I would not trust credit card details to be sent out over email unencrypted, and while I am not an expert in PCI, I believe this violates PCI's requirements to protect cardholder data. HTTPS merely encrypts data transfer between the web browser and the web server over the network. If your email client is set up to use SMTP with SSL, that only encrypts data transfer between your email client and your email domain (e.g., if your address is gmail.com its encrypted while being sent to gmail's servers, but then gmail can fully read your data). Your mail server may route your plaintext email to many other servers (who would be able to read that information), even going over unencrypted networks if necessary.
Also again, I wouldn't trust PCI data with a company like http://www.sendinc.com/. They say they randomly generate a decryption key, which they will send to you, and also say they will not keep their own copy of that key.
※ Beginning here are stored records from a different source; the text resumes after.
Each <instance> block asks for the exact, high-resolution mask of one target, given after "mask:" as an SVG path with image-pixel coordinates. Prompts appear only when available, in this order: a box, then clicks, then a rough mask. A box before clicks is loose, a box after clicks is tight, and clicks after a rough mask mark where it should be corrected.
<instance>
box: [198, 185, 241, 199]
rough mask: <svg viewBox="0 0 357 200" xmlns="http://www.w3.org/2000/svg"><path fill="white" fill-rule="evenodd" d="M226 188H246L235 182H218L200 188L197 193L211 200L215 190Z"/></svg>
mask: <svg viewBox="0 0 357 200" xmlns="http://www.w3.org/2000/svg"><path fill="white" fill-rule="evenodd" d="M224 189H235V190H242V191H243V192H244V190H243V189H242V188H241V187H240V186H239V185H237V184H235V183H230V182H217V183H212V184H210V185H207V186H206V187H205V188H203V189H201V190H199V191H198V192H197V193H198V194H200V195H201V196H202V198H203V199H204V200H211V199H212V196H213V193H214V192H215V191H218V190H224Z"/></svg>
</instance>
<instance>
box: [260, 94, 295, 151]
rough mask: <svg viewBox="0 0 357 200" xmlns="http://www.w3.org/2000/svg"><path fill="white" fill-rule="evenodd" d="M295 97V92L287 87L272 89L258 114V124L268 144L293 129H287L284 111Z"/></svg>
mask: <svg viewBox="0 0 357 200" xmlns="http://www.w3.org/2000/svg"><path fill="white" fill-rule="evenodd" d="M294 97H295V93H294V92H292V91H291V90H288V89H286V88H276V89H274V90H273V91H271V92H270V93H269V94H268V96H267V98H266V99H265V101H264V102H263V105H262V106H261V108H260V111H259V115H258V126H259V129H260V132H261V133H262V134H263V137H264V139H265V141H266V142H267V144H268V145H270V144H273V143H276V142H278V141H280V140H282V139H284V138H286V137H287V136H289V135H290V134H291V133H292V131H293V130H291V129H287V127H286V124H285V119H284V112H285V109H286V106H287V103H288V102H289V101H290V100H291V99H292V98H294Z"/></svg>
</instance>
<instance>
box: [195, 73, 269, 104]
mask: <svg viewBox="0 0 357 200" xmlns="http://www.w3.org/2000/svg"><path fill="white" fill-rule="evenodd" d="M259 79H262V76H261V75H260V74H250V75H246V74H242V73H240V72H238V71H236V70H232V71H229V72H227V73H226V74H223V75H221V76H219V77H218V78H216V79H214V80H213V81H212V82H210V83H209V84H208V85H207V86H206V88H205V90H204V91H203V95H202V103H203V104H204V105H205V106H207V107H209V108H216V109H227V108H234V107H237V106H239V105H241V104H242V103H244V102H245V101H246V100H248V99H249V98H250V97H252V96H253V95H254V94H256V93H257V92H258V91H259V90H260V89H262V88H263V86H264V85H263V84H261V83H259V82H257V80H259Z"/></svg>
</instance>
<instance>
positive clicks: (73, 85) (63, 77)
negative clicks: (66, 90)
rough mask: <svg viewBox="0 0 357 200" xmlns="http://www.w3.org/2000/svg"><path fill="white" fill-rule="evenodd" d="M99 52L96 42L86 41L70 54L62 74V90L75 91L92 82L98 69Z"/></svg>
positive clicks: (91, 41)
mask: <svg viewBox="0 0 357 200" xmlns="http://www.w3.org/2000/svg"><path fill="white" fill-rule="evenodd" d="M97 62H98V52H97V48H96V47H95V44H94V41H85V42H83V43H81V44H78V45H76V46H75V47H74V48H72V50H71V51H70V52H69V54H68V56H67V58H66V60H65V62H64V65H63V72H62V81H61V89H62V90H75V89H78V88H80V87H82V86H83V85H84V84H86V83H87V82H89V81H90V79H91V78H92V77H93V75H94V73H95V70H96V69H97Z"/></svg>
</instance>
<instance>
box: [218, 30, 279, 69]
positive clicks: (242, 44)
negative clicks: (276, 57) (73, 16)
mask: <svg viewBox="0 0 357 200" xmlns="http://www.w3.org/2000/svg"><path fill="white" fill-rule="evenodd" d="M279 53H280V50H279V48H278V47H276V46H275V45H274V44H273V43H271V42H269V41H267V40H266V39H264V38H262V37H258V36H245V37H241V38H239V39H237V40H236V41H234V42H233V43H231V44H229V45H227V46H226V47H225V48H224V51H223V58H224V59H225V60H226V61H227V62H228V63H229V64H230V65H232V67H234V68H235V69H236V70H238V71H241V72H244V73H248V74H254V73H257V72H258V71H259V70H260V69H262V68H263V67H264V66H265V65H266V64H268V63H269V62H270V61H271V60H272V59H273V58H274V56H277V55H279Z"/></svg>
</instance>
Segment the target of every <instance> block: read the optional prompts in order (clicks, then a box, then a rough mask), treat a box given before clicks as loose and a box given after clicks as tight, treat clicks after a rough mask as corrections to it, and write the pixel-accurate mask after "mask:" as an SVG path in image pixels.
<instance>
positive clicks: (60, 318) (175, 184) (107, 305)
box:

That last part relies on you trusting them not to keep a copy of your key or plaintext message, and I simply would not trust them to do so without an explicit business agreement that holds them liable to any flaws in their implementation setup that allows any malicious admin (or hacker) at their end to steal your data. If you need to send sensitive data over email, I would save it into a file and encrypt that file somehow locally (on the same computer) and then send the encrypted file to the client, and on a separate secure channel give the client the passphrase/key to decrypt it.
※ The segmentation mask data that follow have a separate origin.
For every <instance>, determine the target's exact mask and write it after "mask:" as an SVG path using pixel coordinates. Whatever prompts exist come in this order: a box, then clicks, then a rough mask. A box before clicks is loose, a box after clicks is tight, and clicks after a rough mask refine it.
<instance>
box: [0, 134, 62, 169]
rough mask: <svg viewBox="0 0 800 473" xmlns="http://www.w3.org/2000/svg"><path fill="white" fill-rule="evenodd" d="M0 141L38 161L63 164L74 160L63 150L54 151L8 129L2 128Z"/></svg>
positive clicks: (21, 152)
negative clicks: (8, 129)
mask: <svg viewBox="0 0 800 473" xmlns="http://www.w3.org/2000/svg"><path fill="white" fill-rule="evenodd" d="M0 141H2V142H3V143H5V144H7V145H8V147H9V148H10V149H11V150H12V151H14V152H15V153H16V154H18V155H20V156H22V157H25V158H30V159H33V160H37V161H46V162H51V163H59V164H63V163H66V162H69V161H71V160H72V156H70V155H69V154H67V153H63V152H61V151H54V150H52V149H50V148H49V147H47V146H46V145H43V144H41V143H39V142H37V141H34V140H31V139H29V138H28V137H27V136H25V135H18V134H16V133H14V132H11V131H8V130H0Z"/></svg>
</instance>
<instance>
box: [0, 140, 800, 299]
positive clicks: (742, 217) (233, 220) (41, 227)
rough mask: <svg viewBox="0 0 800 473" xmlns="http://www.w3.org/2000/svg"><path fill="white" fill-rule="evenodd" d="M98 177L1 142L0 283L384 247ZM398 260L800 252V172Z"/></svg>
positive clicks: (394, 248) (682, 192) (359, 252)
If this needs to be done infrequently, maybe something simple like install GPG in a linux/unix environment (like Mac OS X) and use gpg -c sensitive_file.txt
, which will prompt you for a passphrase, and create an encrypted file sensitive_file.txt.gpg
which you can then send for the other party to decrypt (gpg -d sensitive_file.txt.gpg
) with a passphrase you've shared in person or through a non-eavesdroppable channel. Otherwise, you both should set up a public/private keys that you each trust, and then can set up encrypted email clients with PGP or S/MIME. This is a little bit more work, but most modern email clients support some form of email encryption.
PS: This request seems very strange. Are you sure you aren't being socially engineered by someone trying to steal credit card information? Make sure this is really your client, not someone posing as the client (say after getting their login credentials/email account password in any of a variety of ways) who is now trying to get you to give away credit card information in a phishing attempt.